Central venous lines are commonly used for the delivery of nutrients and medications, through the percutaneous route or under direct vision by surgical exploration.1 These are used increasingly in oncology and cystic fibrosis patients, short gut syndromes, and cardiac patients needing prolonged intravenous support. Spontaneous fracture and embolisation of the catheter is a rare complication.
Impending line fracture may be detected by the “pinch-off sign” on a chest radiograph.2 Catheter pinch-off is caused by friction of the catheter between the clavicle and the first rib. The incidence of this rare complication is estimated at 0.1–1%. The incidence of catheter pinch-off may be reduced by a lateral insertion technique and radiographic monitoring after implantation.3 Catheter fractures are primarily related to tearing of the catheter during insertion or traction on the catheter-hub junction, in one study occurring in up to 9.7%.4 Other complications are infection, central venous thrombosis,1 and phlebitis (9.7%). Embolisation of the fractured segment of central venous catheter into the pulmonary artery has also been reported.3
A cardiologist’s services are often requested to retrieve fractured and embolised central venous catheter segments. In our institution about one or two embolised central lines are retrieved annually by emergency catheter intervention. The usual clinical setting involves patients who undergo long term antibiotic, chemo, or nutritional therapy who have had their central line removal attempted by traction, resulting in the avulsion of the proximal segment and embolisation into one of the cardiac chambers or pulmonary arteries. Implications of such a setting are grave, with the potential for seriousbacteraemia, myocardial damage, arrhythmia, pulmonary embolism, and infarction on top of the inherent dangers of an invasive procedure of catheter intervention and radiation.
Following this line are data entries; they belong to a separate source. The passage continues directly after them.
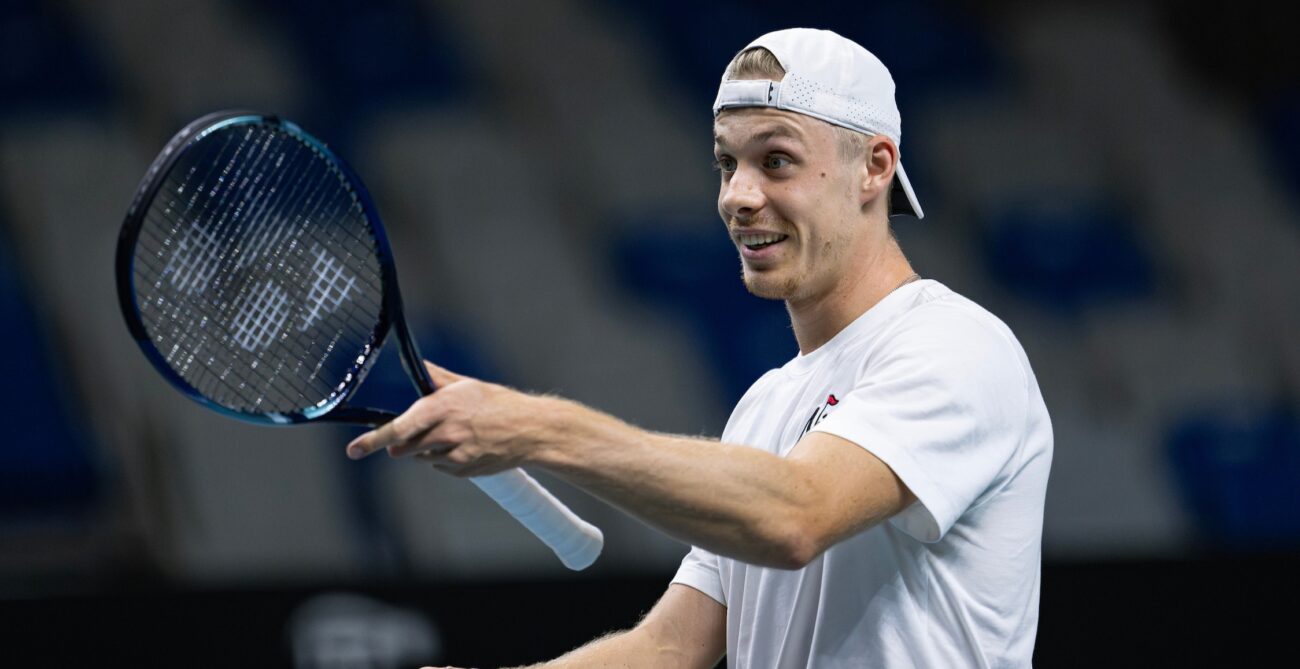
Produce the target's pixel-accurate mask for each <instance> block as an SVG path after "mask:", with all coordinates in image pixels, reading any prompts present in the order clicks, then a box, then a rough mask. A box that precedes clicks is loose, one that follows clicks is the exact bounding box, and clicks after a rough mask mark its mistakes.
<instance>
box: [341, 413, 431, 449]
mask: <svg viewBox="0 0 1300 669" xmlns="http://www.w3.org/2000/svg"><path fill="white" fill-rule="evenodd" d="M413 421H415V418H413V417H412V416H411V412H409V410H408V412H407V413H403V414H402V416H398V417H396V418H393V420H391V421H389V422H386V423H383V425H381V426H380V427H377V429H374V430H370V431H368V433H365V434H363V435H361V436H357V438H356V439H352V443H350V444H347V457H351V459H352V460H360V459H363V457H365V456H368V455H370V453H373V452H376V451H382V449H385V448H389V447H390V446H395V444H400V443H402V442H404V440H406V439H407V438H409V435H411V433H412V430H411V427H412V425H411V423H412V422H413Z"/></svg>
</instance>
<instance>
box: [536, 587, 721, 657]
mask: <svg viewBox="0 0 1300 669" xmlns="http://www.w3.org/2000/svg"><path fill="white" fill-rule="evenodd" d="M725 647H727V608H725V607H723V605H722V604H719V603H716V601H714V600H712V598H710V596H708V595H705V594H702V592H699V591H698V590H694V588H692V587H686V586H682V585H679V583H673V585H671V586H668V591H667V592H664V595H663V598H660V599H659V603H658V604H655V607H654V609H651V611H650V613H649V614H646V617H645V618H643V620H642V621H641V622H640V624H638V625H637V626H636V627H633V629H630V630H625V631H620V633H615V634H610V635H606V637H602V638H599V639H595V640H594V642H591V643H588V644H586V646H582V647H581V648H578V650H576V651H573V652H569V653H567V655H564V656H563V657H559V659H555V660H551V661H549V663H542V664H537V665H533V666H530V668H529V669H586V668H603V666H619V668H625V669H636V668H645V669H656V668H660V666H681V668H688V669H689V668H699V669H711V668H712V666H714V665H716V664H718V660H720V659H722V656H723V652H724V651H725Z"/></svg>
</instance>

In our patient, the oncology and paediatric surgical team opted to avail cardiologist intervention after moderate attempts to remove the central venous line by traction failed. Considering the need for emergency intervention with associated risks and potential for catheter fracture and embolisation if more aggressive attempts were made for the line removal, we opted for an elective extraction of the impacted line. We advocate this technique in all patients in this situation, as it is elective, controlled, and safe with reduced risk of intervention and radiation. The risk of infection is minimised with proper aseptic technique and antibiotic prophylaxis. This approach in preventing embolisation of impacted central venous line is not reported as most often intervention is requested after embolisation.